Robina State School is a government primary (Preparatory to Year 6) school for boys and girls at Killarney Avenue. In 2017, the school had an enrolment of 802 students with 58 teachers (51 full-time equivalent) and 31 non-teaching staff (20 full-time equivalent). It includes a special education program.

Robina State High School is a government secondary (7–12) school for boys and girls at Investigator Drive. In 2017, the school had an enrolment of 1412 students with 115 teachers (107 full-time equivalent) and 48 non-teaching staff (35 full-time equivalent). It includes a special education program.

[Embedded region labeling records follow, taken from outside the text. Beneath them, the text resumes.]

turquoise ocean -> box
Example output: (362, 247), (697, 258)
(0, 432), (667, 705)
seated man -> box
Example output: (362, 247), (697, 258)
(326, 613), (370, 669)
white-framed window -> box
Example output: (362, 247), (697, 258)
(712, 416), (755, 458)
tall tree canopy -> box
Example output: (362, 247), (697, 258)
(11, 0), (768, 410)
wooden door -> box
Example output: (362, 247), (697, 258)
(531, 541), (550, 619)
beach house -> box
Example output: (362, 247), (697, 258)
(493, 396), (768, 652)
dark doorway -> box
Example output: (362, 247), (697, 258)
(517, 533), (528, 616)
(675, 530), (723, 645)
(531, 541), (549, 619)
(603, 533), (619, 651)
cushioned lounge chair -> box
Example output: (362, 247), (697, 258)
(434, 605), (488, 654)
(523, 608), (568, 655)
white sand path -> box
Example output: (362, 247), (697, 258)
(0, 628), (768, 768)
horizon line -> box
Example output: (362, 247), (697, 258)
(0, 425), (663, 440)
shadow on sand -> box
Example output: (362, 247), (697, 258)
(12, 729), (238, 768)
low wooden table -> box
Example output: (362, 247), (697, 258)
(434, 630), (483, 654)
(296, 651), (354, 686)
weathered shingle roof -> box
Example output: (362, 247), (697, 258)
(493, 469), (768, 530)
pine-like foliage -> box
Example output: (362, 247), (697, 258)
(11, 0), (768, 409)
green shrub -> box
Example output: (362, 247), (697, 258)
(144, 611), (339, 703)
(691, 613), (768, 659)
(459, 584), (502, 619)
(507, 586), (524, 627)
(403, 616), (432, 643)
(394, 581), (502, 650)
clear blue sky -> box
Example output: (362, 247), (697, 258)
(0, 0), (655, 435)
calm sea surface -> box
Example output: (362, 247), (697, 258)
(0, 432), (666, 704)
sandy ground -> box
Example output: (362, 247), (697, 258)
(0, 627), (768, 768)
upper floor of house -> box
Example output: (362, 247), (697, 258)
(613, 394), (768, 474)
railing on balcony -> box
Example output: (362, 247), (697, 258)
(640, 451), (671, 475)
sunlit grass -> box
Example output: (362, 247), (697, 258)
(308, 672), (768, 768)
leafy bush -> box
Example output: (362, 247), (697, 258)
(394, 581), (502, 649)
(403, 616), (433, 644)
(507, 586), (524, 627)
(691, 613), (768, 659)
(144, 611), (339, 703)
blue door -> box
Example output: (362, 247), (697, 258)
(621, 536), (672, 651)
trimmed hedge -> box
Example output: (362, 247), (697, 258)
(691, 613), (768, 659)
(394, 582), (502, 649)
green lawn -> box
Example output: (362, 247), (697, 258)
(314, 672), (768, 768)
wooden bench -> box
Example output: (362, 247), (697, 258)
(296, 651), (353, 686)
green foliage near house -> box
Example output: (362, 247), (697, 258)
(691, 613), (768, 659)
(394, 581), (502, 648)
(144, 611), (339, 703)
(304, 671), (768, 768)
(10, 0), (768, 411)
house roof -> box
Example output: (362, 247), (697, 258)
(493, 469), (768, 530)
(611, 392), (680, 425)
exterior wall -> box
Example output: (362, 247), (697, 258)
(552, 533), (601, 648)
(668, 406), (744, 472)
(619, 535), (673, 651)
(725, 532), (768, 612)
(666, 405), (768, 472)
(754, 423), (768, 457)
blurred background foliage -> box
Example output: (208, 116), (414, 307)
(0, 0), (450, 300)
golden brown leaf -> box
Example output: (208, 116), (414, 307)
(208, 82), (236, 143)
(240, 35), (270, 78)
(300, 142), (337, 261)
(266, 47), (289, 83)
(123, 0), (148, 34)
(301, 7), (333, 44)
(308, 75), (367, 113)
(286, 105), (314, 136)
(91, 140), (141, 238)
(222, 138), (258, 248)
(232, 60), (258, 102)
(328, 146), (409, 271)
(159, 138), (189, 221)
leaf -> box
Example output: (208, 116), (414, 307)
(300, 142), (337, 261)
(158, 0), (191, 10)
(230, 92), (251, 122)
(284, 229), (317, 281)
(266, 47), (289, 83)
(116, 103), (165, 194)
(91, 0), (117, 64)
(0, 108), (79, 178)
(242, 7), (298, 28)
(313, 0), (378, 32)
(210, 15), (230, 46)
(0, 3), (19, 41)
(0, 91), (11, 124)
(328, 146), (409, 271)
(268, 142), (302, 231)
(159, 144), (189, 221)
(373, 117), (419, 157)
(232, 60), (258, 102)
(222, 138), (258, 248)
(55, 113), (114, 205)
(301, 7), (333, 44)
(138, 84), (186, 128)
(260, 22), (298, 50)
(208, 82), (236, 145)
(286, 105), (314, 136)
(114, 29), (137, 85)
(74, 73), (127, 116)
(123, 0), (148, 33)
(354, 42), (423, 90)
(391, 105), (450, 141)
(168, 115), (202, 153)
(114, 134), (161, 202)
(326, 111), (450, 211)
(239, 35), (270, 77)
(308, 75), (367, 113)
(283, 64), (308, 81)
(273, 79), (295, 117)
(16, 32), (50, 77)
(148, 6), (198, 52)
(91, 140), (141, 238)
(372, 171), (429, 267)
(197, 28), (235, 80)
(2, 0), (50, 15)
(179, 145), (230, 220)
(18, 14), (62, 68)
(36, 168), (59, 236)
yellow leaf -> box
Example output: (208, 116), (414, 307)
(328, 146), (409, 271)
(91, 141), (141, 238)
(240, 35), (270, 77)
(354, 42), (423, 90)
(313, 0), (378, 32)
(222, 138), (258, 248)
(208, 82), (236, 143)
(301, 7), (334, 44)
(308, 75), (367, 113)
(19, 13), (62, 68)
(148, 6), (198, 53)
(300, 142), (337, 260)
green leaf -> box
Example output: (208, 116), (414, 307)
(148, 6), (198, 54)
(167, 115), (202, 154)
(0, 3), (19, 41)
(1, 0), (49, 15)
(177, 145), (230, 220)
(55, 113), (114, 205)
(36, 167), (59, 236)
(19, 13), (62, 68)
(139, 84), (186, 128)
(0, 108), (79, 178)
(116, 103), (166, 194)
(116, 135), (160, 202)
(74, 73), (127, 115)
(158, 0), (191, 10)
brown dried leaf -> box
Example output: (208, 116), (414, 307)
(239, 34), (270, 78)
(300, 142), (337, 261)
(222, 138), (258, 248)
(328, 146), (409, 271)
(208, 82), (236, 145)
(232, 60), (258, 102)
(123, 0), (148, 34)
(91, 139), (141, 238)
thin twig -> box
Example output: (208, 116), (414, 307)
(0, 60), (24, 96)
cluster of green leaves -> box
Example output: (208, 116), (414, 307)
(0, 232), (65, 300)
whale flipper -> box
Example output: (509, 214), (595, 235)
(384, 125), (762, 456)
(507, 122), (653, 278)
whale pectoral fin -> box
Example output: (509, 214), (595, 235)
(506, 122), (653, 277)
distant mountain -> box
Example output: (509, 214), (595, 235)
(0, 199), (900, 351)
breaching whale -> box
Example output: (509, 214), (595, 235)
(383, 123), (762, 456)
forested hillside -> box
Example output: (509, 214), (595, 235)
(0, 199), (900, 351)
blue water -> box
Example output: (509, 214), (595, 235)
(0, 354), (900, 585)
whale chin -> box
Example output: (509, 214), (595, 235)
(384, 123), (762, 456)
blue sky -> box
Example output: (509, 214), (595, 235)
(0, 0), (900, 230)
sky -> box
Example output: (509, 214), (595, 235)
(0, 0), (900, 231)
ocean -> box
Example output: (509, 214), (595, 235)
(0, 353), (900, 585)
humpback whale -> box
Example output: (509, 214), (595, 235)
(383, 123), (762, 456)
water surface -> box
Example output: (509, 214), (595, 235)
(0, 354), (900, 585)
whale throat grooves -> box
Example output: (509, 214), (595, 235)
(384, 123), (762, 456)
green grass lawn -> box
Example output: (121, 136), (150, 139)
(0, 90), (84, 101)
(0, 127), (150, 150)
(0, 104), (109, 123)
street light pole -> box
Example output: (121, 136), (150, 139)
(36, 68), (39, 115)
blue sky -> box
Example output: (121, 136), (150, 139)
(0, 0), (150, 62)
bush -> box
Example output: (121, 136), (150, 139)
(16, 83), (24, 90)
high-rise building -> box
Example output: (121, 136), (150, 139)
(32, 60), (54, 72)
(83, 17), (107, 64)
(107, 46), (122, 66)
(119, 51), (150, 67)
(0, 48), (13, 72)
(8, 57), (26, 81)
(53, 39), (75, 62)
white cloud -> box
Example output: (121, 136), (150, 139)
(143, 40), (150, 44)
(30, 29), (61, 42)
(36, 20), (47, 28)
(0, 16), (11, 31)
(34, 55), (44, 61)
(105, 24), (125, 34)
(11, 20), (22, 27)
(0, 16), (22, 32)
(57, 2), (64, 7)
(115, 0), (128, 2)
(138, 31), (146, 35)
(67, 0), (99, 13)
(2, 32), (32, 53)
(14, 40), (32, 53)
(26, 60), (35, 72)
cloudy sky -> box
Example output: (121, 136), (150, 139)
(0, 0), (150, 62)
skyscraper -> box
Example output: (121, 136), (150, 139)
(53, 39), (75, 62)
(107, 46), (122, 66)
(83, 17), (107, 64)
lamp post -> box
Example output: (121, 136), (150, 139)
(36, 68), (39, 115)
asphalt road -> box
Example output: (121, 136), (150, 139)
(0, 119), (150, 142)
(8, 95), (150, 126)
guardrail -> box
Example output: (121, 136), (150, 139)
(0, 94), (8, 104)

Arcadia College is a private secondary (7–12) school for boys and girls at 12 Centreline Place. In 2018, the school had an enrolment of 188 students with 20 teachers (19 full-time equivalent) and 9 non-teaching staff (7 full-time equivalent).

Australian Industry Trade College is a private secondary (10–12) school for boys and girls at 281 Scottsdale Drive. In 2017, the school had an enrolment of 332 students with 21 teachers and 26 non-teaching staff (25 full-time equivalent).

Bond University has its main campus at Robina.

== Amenities ==
The Robina Town Centre shopping centre, Robina Stadium and Robina Branch Library are located in Robina.

The Glades Golf Club is a par 72, Greg Norman designed golf course.

The Gold Coast Techspace in the Robina Community Centre on San Antonio Drive is a makerspace and education centre focusing on electronics, computer programming, and 3D printing.

The Gold Coast City Council operate a public library at the Robina Community Centre at 196 Robina Town Centre Drive.